The real question, then, is who should occupy the second spot? If the objective is to influence revenue, shouldn’t prospects occupy the second spot? In this ideal ranking, they have moved up from 8th to 4th, but is that high enough? We have to remember the purpose: if it is to drive revenue, then we get that from customers and prospects, so they should be ranked as high as possible on this list. Remember, the list on the right is the ideal, and most communities aren’t here yet. This is where they need to go, with prospects ranked even higher as contributors and participants.
Prompt question: We’ve talked about a lot of things on this notion of communities driving revenue. From a practical perspective, how do we get beyond customer engagement to actual sales acceleration and revenue generation with our communities?

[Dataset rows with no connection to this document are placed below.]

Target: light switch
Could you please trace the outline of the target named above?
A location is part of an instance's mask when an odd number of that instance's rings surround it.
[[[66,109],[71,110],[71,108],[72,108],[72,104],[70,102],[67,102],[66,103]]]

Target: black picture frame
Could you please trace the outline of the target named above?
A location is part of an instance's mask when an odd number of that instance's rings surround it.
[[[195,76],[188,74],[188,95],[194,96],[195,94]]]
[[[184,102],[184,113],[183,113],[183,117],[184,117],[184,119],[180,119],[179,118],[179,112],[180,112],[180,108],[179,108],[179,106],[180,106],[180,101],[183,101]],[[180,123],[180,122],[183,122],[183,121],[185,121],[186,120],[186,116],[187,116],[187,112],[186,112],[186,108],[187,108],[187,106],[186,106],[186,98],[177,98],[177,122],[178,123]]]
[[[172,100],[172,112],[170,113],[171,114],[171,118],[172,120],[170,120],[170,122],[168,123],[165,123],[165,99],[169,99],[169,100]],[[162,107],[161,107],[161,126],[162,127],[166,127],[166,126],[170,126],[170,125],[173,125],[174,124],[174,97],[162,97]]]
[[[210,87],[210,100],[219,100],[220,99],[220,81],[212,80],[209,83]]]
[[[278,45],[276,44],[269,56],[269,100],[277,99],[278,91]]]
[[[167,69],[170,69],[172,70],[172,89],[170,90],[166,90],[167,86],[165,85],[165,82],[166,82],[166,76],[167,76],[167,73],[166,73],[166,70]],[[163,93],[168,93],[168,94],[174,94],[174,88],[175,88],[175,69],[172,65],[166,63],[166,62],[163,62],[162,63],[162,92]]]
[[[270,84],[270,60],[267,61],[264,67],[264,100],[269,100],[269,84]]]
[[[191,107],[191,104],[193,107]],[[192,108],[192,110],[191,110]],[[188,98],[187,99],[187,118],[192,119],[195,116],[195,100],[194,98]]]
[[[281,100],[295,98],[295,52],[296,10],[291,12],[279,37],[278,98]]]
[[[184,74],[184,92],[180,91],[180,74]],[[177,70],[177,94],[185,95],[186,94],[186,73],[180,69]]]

No one should need a benchmark study to know that for a community to succeed, it needs to membership and participation of the right people. The question is, how to get them on board? Community managers must first know exactly what the target audience looks like – consider using a persona to make this very clear. Next, recruit those people into the community using incentives, rewards and invites from advocates already in the community, rewarding these advocates for their recruiting activities as well. A handful of advocates, properly motivated and rewarded, can build a powerful community.

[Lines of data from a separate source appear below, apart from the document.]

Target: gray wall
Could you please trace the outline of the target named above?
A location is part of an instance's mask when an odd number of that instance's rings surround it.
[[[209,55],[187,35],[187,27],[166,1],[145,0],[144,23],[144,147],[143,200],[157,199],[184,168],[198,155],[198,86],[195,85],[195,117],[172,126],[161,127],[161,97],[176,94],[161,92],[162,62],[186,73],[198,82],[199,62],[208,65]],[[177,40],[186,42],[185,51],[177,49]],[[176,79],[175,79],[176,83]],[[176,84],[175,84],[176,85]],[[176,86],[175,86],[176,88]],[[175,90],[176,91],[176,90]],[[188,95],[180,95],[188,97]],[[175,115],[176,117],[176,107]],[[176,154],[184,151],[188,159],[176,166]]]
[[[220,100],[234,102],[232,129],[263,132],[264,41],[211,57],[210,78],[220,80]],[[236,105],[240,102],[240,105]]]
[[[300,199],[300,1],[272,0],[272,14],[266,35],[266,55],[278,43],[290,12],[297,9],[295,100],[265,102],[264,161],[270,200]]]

Members must perceive value coming from community membership. What’s in it for them? If the benefits are there for the members, then they’ll be there for the host. A great facilitator and indicator of value of contribution frequency. Frequent here is daily, weekly or monthly contributions. As I shared earlier, members can’t be allowed to feel that they’re doing us a favor when they contribute to the community. If providing a quality experience is contingent on member goodwill, you’re going to end up in the Dead Zone. Community managers need to invest in creating a quality by incenting participation and contribution, and recognizing contributors for their advocacy.
Even with the very best incentive and recognition strategy, a community that doesn’t keep content quality high can’t flourish. Community managers are wise to have content standards as part of the membership agreement. This doesn’t mean that managers reject content that doesn’t meet the standards – to do so would discourage participation. What it does mean is that community managers work with members who post content to help them with friendly, suggested edits to help their content reach a broader audience.

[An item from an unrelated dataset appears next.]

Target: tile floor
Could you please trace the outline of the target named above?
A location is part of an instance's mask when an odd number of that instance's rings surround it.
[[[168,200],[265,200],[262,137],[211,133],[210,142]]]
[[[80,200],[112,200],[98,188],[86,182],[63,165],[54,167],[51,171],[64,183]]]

Unless a community is designed solely as a technical support adjunct, constantly optimize the community to better reach prospects. If a community’s goal is to drive revenue, then prospects have to receive value from the community, and participation has to provide value for them. If it doesn’t, then the revenue goal for a community is unattainable. Advocates and their contributions to the community will play a critical role in making a community work for attracting and converting prospects, so build a reward structure to encourage this type of advocacy.
Don’t count on prospects stumbling upon the community and having it influence their consideration. Understand the customer journey and place the community directly in this path, in several places. Don’t force community membership on prospects, but make knowing of its existence and potential value unavoidable. Market your community and position the value it provides very clearly.